When the New Orleans streetcar drivers went on strike in 1929, the unemployed workers showed up at a restaurant’s back door. Greeted with the cry, “Here comes another poor boy,” they were given a hunk of crusty bread stuffed with “debris.” This consisted of trimmings of roast beef and gravy, Creole sausage or any other scraps of meat or fried oysters and shrimp from the Gulf.
The times are not changing — much. As we plunge into another real or feared budget crisis we are fast becoming a mighty global heap of po’ folks.
Pendulums swing, but never go back entirely to the way we were. There’ll always be luxury in the midst of plenty. French Laundry workers are dishing up dinners for dapper dudes at a staggering $300, per. This is a huge leap. When Joe Baum opened The Four Seasons in 1958, it was one of the most expensive palaces of gastronomy in Manhattan. On the menu were: Meadow Veal Cutlet with Morels, $5.75, Two Thrush en Brochette, $7.50, Beefsteak Tomato, Carved at the Table, $1.25 (and served with a steak knife,) Baby Pheasant in Golden Sauce, $6.25, Twin Tournedos with Woodland Mushrooms, $7.00, The Youngest Carrots in Butter, $1.25, Nasturtium Leaves .95 cents. At that time the average price of a car was $2,200, gasoline was thirty cents a gallon, and the average annual income was $5,565, with minimum wage set at one dollar an hour.

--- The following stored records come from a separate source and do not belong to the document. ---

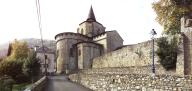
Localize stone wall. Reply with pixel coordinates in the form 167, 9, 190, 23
69, 70, 192, 91
93, 33, 108, 53
176, 34, 185, 76
93, 40, 159, 68
181, 17, 192, 75
92, 37, 185, 75
36, 52, 55, 73
93, 31, 123, 53
55, 32, 92, 74
25, 76, 47, 91
80, 66, 176, 76
77, 42, 103, 69
78, 21, 105, 37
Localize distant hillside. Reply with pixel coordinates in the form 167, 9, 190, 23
0, 38, 56, 58
21, 38, 56, 51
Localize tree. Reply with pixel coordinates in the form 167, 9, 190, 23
9, 39, 29, 60
156, 36, 178, 70
0, 76, 15, 91
0, 40, 42, 83
0, 59, 26, 83
152, 0, 192, 35
0, 51, 41, 83
7, 43, 12, 56
0, 40, 33, 83
22, 51, 40, 83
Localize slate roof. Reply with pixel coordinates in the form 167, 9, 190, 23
86, 6, 96, 22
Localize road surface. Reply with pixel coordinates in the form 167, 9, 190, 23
44, 76, 92, 91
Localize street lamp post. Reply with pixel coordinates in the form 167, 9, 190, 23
44, 54, 47, 76
150, 29, 157, 77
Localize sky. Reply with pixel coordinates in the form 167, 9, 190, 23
0, 0, 163, 45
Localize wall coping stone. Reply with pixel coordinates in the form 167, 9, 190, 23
24, 76, 47, 91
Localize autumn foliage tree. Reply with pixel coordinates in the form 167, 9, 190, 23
152, 0, 192, 34
9, 39, 29, 60
152, 0, 191, 70
0, 40, 40, 83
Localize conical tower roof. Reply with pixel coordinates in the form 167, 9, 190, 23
87, 6, 96, 22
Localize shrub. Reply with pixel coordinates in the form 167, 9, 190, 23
0, 75, 15, 91
23, 51, 41, 83
0, 59, 27, 83
156, 36, 178, 70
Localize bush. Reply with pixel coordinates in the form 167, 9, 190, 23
0, 59, 27, 83
0, 75, 15, 91
0, 51, 41, 83
23, 51, 41, 83
0, 40, 41, 83
156, 36, 178, 70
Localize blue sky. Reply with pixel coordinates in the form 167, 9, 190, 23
0, 0, 162, 44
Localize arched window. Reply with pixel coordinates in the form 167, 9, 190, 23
81, 29, 84, 34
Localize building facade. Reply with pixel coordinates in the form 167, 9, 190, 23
35, 46, 56, 74
55, 6, 123, 74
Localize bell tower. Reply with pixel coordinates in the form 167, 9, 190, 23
77, 6, 105, 37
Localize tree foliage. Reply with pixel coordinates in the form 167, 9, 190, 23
152, 0, 192, 34
0, 59, 25, 83
0, 76, 15, 91
0, 40, 41, 83
0, 52, 41, 83
23, 51, 40, 83
156, 36, 178, 70
9, 39, 29, 60
7, 43, 12, 56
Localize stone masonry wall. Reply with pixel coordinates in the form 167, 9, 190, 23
25, 76, 47, 91
69, 70, 192, 91
77, 42, 102, 69
36, 52, 55, 73
80, 66, 177, 76
56, 32, 92, 74
93, 37, 185, 75
93, 40, 159, 68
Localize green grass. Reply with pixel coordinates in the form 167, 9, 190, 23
12, 83, 31, 91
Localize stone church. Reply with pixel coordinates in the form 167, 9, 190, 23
55, 6, 123, 74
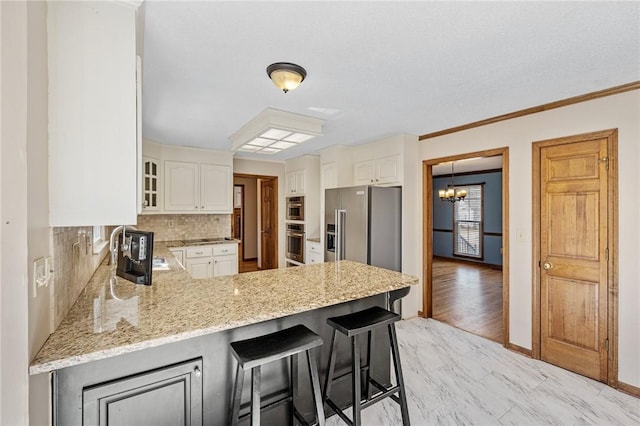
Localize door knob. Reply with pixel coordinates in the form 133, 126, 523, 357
543, 261, 553, 270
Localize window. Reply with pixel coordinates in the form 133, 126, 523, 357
453, 185, 483, 258
93, 226, 107, 254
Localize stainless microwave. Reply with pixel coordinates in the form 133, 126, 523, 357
286, 196, 304, 221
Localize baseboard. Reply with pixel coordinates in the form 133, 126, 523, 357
506, 342, 532, 357
618, 381, 640, 398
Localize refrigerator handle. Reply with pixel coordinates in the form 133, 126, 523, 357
336, 209, 346, 261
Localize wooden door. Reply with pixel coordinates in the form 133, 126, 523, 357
539, 135, 610, 382
260, 179, 277, 270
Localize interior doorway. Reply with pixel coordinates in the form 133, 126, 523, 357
423, 148, 510, 346
233, 173, 278, 272
531, 129, 618, 385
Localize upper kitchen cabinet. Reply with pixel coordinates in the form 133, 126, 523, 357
285, 170, 305, 195
320, 145, 354, 189
48, 1, 140, 226
351, 135, 414, 187
285, 155, 319, 196
285, 155, 321, 235
143, 140, 233, 215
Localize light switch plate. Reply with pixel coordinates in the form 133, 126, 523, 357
33, 256, 52, 298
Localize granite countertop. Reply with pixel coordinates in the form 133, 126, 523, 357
164, 237, 240, 248
30, 243, 418, 375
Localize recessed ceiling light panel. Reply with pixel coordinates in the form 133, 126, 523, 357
230, 108, 326, 156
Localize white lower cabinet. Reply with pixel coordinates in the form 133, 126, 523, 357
181, 244, 238, 278
184, 246, 214, 279
213, 244, 238, 276
306, 240, 324, 264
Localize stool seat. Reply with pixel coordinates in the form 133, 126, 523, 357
231, 324, 323, 370
229, 324, 325, 425
327, 306, 400, 337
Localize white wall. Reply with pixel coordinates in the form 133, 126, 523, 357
26, 2, 52, 424
0, 1, 30, 423
233, 159, 286, 267
417, 90, 640, 387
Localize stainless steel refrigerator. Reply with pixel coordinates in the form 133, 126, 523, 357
325, 185, 401, 272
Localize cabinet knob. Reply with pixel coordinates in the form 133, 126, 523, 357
195, 206, 198, 209
201, 206, 204, 209
194, 366, 201, 378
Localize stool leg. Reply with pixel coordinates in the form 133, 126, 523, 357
389, 324, 410, 426
351, 335, 362, 426
322, 329, 338, 405
306, 349, 326, 426
291, 353, 298, 425
230, 363, 244, 426
364, 330, 372, 402
251, 366, 261, 426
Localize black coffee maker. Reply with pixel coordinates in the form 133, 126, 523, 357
116, 230, 154, 285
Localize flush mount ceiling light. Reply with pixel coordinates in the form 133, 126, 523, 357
266, 62, 307, 93
230, 108, 325, 155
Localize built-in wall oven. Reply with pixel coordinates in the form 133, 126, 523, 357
286, 223, 305, 264
286, 196, 305, 221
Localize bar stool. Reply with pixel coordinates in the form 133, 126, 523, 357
229, 324, 325, 426
322, 306, 410, 426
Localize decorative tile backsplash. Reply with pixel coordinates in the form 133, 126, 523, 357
136, 214, 231, 241
52, 226, 110, 329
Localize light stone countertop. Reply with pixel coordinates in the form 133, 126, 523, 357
29, 243, 418, 375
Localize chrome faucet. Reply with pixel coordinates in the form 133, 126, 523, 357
109, 225, 137, 265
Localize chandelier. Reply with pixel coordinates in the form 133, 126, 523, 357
438, 162, 467, 203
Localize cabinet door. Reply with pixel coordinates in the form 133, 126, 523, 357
286, 171, 297, 194
185, 257, 214, 279
353, 159, 376, 185
295, 170, 305, 194
142, 157, 161, 211
376, 154, 401, 184
48, 1, 138, 226
164, 161, 199, 211
200, 164, 232, 213
322, 163, 337, 189
213, 254, 238, 277
83, 358, 203, 426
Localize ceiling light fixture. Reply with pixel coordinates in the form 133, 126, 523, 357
230, 108, 325, 155
266, 62, 307, 93
439, 162, 467, 203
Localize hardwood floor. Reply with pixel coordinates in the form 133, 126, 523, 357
326, 318, 639, 425
239, 258, 259, 273
432, 257, 503, 343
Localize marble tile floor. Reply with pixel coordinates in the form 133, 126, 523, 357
326, 318, 639, 426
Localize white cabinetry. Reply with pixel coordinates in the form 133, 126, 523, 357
143, 140, 233, 215
48, 1, 139, 226
201, 164, 232, 211
353, 154, 401, 186
184, 246, 214, 279
181, 243, 238, 279
164, 161, 199, 211
142, 157, 161, 211
213, 244, 238, 277
306, 240, 323, 265
321, 163, 337, 189
286, 170, 306, 195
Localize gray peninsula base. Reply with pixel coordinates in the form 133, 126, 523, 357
53, 293, 394, 425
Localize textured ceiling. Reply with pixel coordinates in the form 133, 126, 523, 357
141, 1, 640, 161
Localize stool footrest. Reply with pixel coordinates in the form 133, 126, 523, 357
325, 398, 354, 426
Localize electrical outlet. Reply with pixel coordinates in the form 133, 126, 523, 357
168, 220, 174, 228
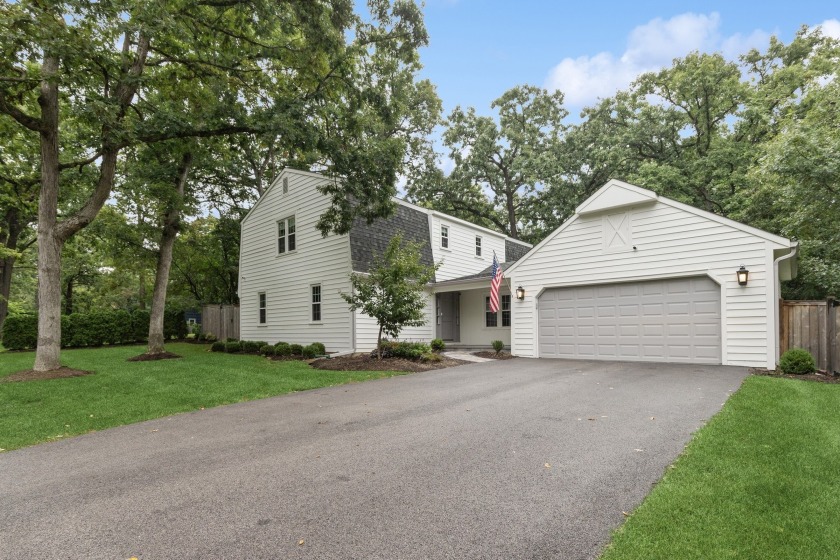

Today the fingerling potatoes cost as much as the roasted chicken.
Recently Navy wives posted this recipe in its entirety on their web site:
2 pkgs Ramen Noodles
I can cream of mushroom soup
1 small can tuna
You’d think we’d be drowning our sorrows in spirited drink. Not so. The restaurant consulting company Technomatic, reports, the awful news that some restaurant goers are skipping emphatic drinks entirely and sales of grown up beverages have plummeted. Yikes. Could it be that we are skidding towards temperance?
Some have an even worse time than the rest of us. $2.52 a day is the total allowance to cover three meals a day in the Federal penitentiary. Today 2,258,983 prisoners are held in Federal or State prisons or in local jails.
So here’s a way to deal with our problems. To save money on the ever-escalating price of gas, let’s ‘free” the offenders (fitted with GPS-monitored anklets.) so they can grow vegetables and plant fruit trees along our highways. All our food will thus be produced locally.
Estimates vary but some suggest there are close to 90,000 students currently enrolled in culinary schools — maybe even more. I’ve found jobs for all of them. In community kitchens, they can cook all the food farmed by felons
As fewer people can afford to go to the gym, they can, instead, get on their bikes and pedal the food by foot — or pick up passengers and deliver them by rickshaw to local eateries where they will dine convivially at communal tables. All wine and beer will be produced locally. We will be encouraged to drink red wine because we all know it is good for us. The most athletic will jog from bar to bar and drink a glass of water.
As you see, we just need to look at the future with a telescope instead of a microscope. Long term, we’ve got to change our policies. This, of course means changing our current form of government. I propose we establish a new jury system. Each new problem will be solved by picking twelve jurors, randomly, just as we do for each new court case. The judges will be chosen democratically too. We’ll qualify them first by requiring them to dance with a star and then have an American Idol-type democratic vote. If the judge and jury are unable to arrive at a decision, there won’t be a problem. It’ll be just the way things are now with this Congress: they’ll boldly stand still and vigorously do nothing at all.
(Just let me know if you have any more problems you’d like me to solve.)